A single-use plastic bag ban and reusable bag recycled-content mandate is back in force in California. The regulations had been temporarily lifted because of COVID-19.
Gov. Gavin Newsom on April 22 signed Executive Order N-54-20, suspending the state’s single-use bag ban for 60 days. That allowed retailers to offer customers single-use plastic bags, rather than offering only reusable plastic bags or paper bags as required by the regulation.
The move was framed as a way to reduce “the risk of COVID-19 exposure for workers engaged in essential activities, such as those handling reusable grocery bags or recyclable containers” in recycling centers and retail settings, according to the order. The suspension did not apply to numerous municipalities with their own local bag ban laws, which remained in effect.
The 60-day suspension expired on June 22, the California Department of Resources Recycling and Recovery (CalRecycle) confirmed to Plastics Recycling Update.
Film reclaimers expressed early concern that the suspension would reduce demand for recycled film. The bag ban law requires reusable plastic bags be made with 40% recycled content. The requirement has increased recycled film demand in the U.S. When the regulations were suspended, recycling firms reported immediate impacts.
GDB International, a material broker that also operates a New Jersey plastics recycling plant and sells post-consumer LDPE to bag manufacturers, said the suspension had sweeping consequences for demand in California.
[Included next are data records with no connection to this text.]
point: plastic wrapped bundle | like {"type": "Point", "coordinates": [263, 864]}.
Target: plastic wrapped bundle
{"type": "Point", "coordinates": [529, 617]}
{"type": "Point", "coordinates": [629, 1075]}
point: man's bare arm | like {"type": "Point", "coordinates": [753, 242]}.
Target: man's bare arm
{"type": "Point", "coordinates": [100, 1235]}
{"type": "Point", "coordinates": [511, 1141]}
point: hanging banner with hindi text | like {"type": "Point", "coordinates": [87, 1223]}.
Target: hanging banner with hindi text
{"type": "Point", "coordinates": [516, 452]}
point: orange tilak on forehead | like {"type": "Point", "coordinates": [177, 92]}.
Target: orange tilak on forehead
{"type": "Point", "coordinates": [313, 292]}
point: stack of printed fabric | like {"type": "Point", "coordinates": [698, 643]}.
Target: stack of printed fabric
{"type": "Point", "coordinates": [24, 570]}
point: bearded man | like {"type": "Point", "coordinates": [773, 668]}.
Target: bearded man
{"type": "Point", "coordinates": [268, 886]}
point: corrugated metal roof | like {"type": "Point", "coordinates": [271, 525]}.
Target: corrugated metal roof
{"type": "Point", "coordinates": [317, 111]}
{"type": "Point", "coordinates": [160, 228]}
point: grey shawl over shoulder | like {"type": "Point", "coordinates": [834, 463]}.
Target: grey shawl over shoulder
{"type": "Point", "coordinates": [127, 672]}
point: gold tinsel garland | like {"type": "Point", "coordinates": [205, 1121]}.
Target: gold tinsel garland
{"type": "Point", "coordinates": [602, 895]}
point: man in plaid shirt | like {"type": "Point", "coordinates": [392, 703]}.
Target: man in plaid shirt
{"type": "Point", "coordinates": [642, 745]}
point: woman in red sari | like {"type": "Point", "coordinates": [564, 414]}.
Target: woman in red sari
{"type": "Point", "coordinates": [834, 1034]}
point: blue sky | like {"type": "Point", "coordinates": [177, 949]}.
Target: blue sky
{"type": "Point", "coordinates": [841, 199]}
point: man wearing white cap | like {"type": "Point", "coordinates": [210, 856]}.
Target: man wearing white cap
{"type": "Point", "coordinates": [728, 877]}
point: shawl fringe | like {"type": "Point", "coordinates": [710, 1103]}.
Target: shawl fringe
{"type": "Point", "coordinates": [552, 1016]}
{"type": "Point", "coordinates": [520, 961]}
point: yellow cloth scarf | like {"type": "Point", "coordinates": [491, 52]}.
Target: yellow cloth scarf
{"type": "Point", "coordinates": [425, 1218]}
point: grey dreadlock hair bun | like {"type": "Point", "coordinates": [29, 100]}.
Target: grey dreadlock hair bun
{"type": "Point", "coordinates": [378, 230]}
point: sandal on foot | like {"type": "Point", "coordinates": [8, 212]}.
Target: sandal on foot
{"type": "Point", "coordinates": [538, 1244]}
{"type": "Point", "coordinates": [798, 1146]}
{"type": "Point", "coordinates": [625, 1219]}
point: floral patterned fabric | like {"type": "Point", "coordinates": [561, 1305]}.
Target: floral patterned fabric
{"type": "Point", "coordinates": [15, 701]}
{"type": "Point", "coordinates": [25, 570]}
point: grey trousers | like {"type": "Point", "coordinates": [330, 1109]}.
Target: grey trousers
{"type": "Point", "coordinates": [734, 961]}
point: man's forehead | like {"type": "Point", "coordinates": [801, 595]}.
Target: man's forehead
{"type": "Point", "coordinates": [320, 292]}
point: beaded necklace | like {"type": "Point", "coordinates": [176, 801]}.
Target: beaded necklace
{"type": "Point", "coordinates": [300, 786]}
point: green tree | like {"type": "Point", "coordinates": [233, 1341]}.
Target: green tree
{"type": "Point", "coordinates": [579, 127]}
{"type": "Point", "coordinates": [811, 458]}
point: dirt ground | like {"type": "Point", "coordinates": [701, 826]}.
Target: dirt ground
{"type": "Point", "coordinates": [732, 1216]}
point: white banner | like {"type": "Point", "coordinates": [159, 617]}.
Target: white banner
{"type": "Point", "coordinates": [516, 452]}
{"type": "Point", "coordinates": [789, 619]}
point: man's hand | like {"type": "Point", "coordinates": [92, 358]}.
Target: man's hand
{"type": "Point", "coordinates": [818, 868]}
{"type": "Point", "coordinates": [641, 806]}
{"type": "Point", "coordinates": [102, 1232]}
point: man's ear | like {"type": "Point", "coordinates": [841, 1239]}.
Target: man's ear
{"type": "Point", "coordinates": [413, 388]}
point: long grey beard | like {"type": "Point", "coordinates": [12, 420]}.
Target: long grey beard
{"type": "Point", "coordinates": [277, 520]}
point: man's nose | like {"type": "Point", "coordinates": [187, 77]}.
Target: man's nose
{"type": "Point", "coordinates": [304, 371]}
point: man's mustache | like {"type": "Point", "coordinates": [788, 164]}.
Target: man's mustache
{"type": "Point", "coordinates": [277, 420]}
“None of the bags are being made with any recycled content,” said Sunil Bagaria, president of GDB, during a presentation this month. “All the manufacturers all across the state, which were using 40% PCR LDPE resin, are now making everything from virgin resin.”
EFS-plastics, a film recycler with facilities in the U.S. and Canada, also reported a decline in buyers for its recycled pellets as soon as the order was implemented.
Advocacy group Californians Against Waste praised the move to reinstate the bag ban regulations.
“The discontinued use of reusable bags at many California retailers has resulted in a severe shortage of recycled paper bags and the temporary return of single-use plastic bags by some retailers,” the group stated, adding an estimate that 1 billion single-use plastic bags were distributed in April and May.
A separate measure in the initial executive order relaxed hours-of-operations requirements for recycling centers that redeem deposit containers, and it allowed retailers to temporarily stop redeeming containers. Unlike the bag ban reinstatement, Newsom signed another executive order this week extending the container redemption changes for another 60 days.
Advocacy group Consumer Watchdog quickly criticized the decision to extend that order.